One conversation still stands out to me, though. I was eating a fancy pizza with one of my favorite humans, and she was trying to figure out the implications of what I was sharing with her. I told her that I wanted to focus on being honest about where I was, how I read my own history, and how that could change, and I said that I didn’t want to be overshadowed by the labels I used.
Back then, she thought this was a naive position. I can empathize with that now, even if my basic point of view hasn’t changed.
Labels are what we use to help us move through the world. Labels help us distinguish “table” from “chair” and “plate” from “knife.” Labels allow us to distinguish between “gungo peas and rice” (a Jamaican dish) and “arroz con gandules” (a Puerto Rican dish made three hops east of Jamaica).
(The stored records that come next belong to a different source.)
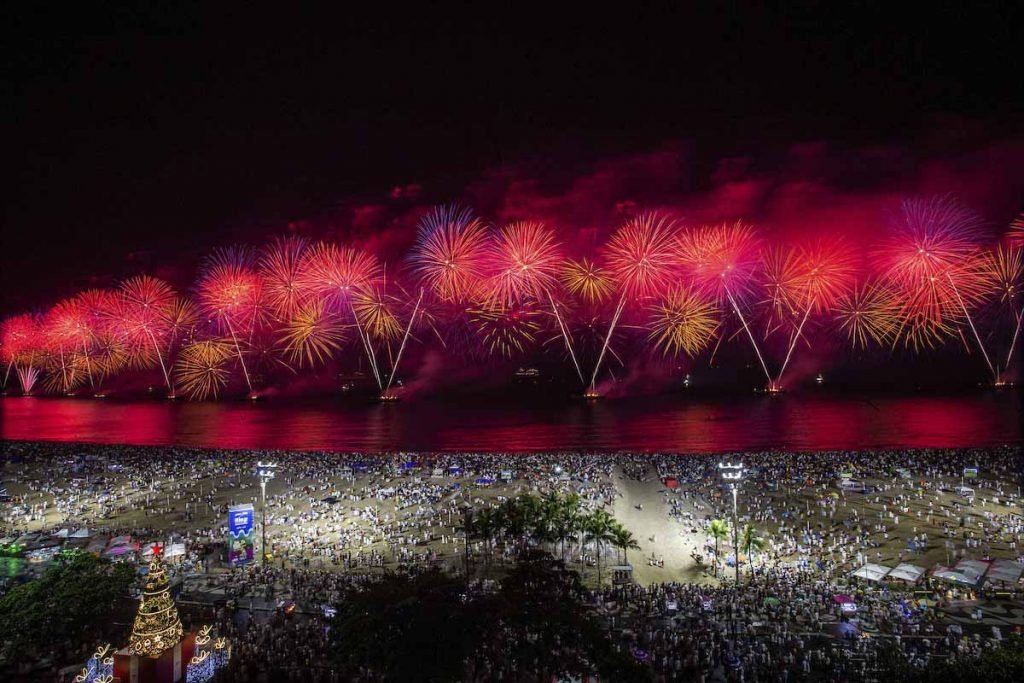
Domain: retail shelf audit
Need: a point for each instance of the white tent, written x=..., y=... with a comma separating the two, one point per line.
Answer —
x=908, y=572
x=952, y=575
x=871, y=571
x=175, y=550
x=1007, y=571
x=120, y=541
x=972, y=569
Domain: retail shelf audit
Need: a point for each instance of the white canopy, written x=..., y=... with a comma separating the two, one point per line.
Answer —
x=120, y=541
x=871, y=571
x=972, y=569
x=1007, y=571
x=953, y=575
x=175, y=550
x=907, y=572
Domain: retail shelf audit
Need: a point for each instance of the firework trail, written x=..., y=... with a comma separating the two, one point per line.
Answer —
x=723, y=260
x=525, y=259
x=143, y=301
x=825, y=274
x=1016, y=235
x=929, y=263
x=492, y=291
x=230, y=293
x=641, y=261
x=338, y=275
x=1003, y=272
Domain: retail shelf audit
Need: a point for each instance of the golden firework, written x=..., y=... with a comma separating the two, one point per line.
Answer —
x=312, y=335
x=683, y=322
x=203, y=368
x=591, y=283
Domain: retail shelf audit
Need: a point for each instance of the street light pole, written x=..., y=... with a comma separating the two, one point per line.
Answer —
x=732, y=474
x=265, y=472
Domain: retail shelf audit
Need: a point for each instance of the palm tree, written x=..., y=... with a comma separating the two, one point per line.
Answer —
x=719, y=529
x=486, y=524
x=751, y=543
x=623, y=540
x=598, y=527
x=468, y=528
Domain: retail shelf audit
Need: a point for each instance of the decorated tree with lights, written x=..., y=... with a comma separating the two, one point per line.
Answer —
x=157, y=625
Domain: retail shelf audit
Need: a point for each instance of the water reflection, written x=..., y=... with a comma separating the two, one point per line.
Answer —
x=667, y=423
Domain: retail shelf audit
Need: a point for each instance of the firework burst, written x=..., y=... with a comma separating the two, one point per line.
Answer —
x=524, y=259
x=203, y=368
x=451, y=254
x=929, y=261
x=505, y=332
x=338, y=274
x=589, y=282
x=312, y=335
x=281, y=266
x=683, y=322
x=640, y=255
x=868, y=314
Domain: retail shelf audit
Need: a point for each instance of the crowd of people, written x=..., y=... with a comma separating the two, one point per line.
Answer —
x=334, y=520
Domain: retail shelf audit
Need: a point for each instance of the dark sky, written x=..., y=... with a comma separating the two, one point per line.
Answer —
x=160, y=131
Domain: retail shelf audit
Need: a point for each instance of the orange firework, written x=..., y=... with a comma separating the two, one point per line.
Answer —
x=640, y=255
x=826, y=272
x=587, y=281
x=451, y=253
x=523, y=259
x=375, y=312
x=203, y=368
x=281, y=265
x=781, y=278
x=312, y=334
x=931, y=264
x=868, y=314
x=683, y=322
x=504, y=331
x=722, y=259
x=1001, y=271
x=1016, y=235
x=338, y=274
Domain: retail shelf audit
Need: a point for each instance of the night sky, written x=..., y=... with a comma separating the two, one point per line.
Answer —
x=134, y=138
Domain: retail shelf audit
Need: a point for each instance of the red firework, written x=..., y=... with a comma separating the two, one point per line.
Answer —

With labels we more easily share our experiences with other people and connect with people we didn’t even know we were linked to. Labels allow for both communication and for community. No matter how much we chafe at them, they’re important. But the ones we choose for ourselves can only take us so far, because our wider society also chooses labels for us. We can’t opt out of navigating these social tags even when we want to.
In the short book Our Lives Matter, Rev. Pamela Lightsey looks at how members of the 20th Century civil rights movement have built common identities. It’s not an easy, linear story, not any more than individual identity formation is easy or linear.
While [identity] categories are subjective, our history has shown that not only is identity as real as an individual perceives it to be, [but also] the impact is as real as the society in which we live perceives it to be. The constructs can be experienced as lived reality despite [their] subjectivity… And while no one person can speak for an entire body of people, there are many occasions when for the sake of justice we need to address discrimination and do so on the basis of solidarity… Sticks and stones may break your bones and yes, being perceived in a particular category can also hurt you.” —Rev. Pamela Lightsey
None of us can fully represent the experiences and perspectives of other people. However, social solidarity work often means that our groups’ stories and experiences need to be shared with people who might never meet the people we’re communicating with and might only ever hear from us. It takes courage to share in those conditions. And it takes strength to use one’s labels without making oneself or one’s story a mere instrument in the service of “good.”
One thing the concept of identity that Lightsey described has done for me is authorized me not to take demographic group membership so seriously I can no longer explore, play, or be surprised. I especially want to hold identities lightly during times like this, when social battles are overwhelming and hope is thin. At times like this, it helps to remember I’m more than what I’ve been told I am, and It serves me to keep learning, keep growing, and keep serving, regardless of my social names.